Hat es lange gedauert, dieses Vertrauen aufzubauen?
Ich arbeite schon sehr lange und sehr konsequent mit den Tieren und ich bin meinen Tauchplätzen treu. Jeden Tag bin ich mehrere Stunden präsent und interagiere mit den Haien. Unsere Beziehung beruht darauf, dass ich die gleiche Routine immer wiederhole.
Erkennen dich die Haie wieder?
Meine Crew ist überzeugt, dass sie es tun. Aber erkennen sie mich, wenn sie mich sehen? Oder ist es eine Mischung daraus, wie ich mich bewege, wie ich mich verhalte und wie ich atme? Vermutlich eine Mischung aus allem.
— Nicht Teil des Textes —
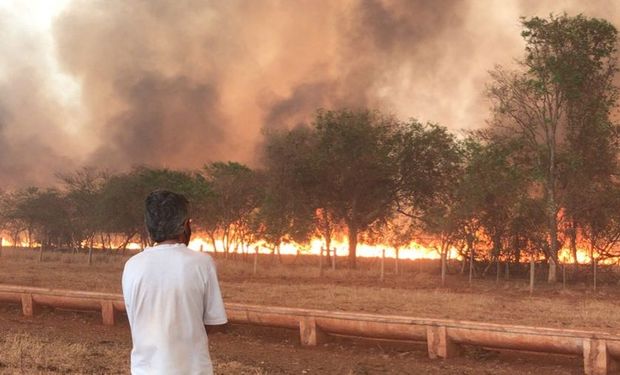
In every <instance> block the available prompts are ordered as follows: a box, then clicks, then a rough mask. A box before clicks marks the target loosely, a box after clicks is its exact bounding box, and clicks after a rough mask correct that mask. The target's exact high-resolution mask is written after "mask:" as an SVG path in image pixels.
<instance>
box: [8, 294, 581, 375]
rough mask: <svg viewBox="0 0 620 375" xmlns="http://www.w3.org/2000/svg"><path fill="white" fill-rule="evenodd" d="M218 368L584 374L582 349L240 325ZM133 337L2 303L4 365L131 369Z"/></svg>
mask: <svg viewBox="0 0 620 375" xmlns="http://www.w3.org/2000/svg"><path fill="white" fill-rule="evenodd" d="M209 341H210V351H211V356H212V359H213V362H214V368H215V372H216V374H231V375H232V374H252V375H263V374H343V375H353V374H355V375H366V374H500V375H501V374H537V375H538V374H553V375H555V374H558V375H559V374H580V373H582V371H583V370H582V369H581V367H580V366H581V362H580V360H579V359H578V358H575V357H564V356H545V357H542V356H537V355H527V354H522V353H520V354H519V355H514V353H507V352H504V353H500V352H495V351H487V350H483V349H473V348H468V349H466V351H465V354H464V356H462V357H459V358H454V359H450V360H445V361H442V360H438V361H431V360H430V359H428V357H427V356H426V352H425V349H424V347H423V345H417V344H402V343H397V344H395V343H387V342H364V341H356V340H351V339H344V338H334V339H333V340H330V341H329V342H328V343H326V344H324V345H323V346H320V347H317V348H302V347H301V346H300V345H299V343H298V336H297V332H294V331H288V330H281V329H269V328H257V327H249V326H241V325H232V326H230V327H229V328H228V331H227V332H225V333H218V334H214V335H211V336H210V338H209ZM130 350H131V338H130V335H129V327H128V325H127V322H126V321H121V322H120V324H117V325H116V326H114V327H108V326H103V325H102V324H101V323H100V317H99V316H98V314H91V313H76V312H67V311H54V310H51V309H46V310H44V311H43V312H42V313H41V314H39V315H37V316H36V317H34V318H32V319H27V318H24V317H22V316H21V314H20V310H19V308H18V307H17V306H1V307H0V373H2V374H127V373H128V366H129V352H130Z"/></svg>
Man sagt von dir, dass du „Hai“ sprichst. Wie gut verstehst du die großen Fische wirklich?
Ich verstehe meine Haie sehr gut. Aber ich verstehe auch andere Haie. Wie andere Tiere auch kommunizieren sie auf ihre ganz eigene Art, man muss nur genau zuhören und sie beobachten, um sie zu verstehen. An der Art wie sie schwimmen und sich mir nähern erkenne ich, ob sie unruhig sind. Ob vielleicht jemand in der Nähe fischen war und sie das aufgeregt hat. Ich erkenne, wenn sie Schmerzen haben und wenn es ihnen gut geht. Wenn sie entspannt sind oder unruhig.
Ist es richtig, dass sich die Haie von dir sogar ins Maul fassen lassen – ohne zuzuschnappen?
Immer wenn ich einen Hai mit einem Angelhaken sehe, versuche ich, ihn davon zu befreien. Das sind ganz besondere Momente für mich. Oft bemerke ich dabei, dass immer mehr Haie auftauchen, sobald ich dabei bin, einem Tier einen Haken zu entfernen. Ich bin überzeugt, dass die Tiere untereinander kommunizieren und sich gegenseitig Bescheid sagen, wenn die „Zahnärztin“ mal wieder da ist.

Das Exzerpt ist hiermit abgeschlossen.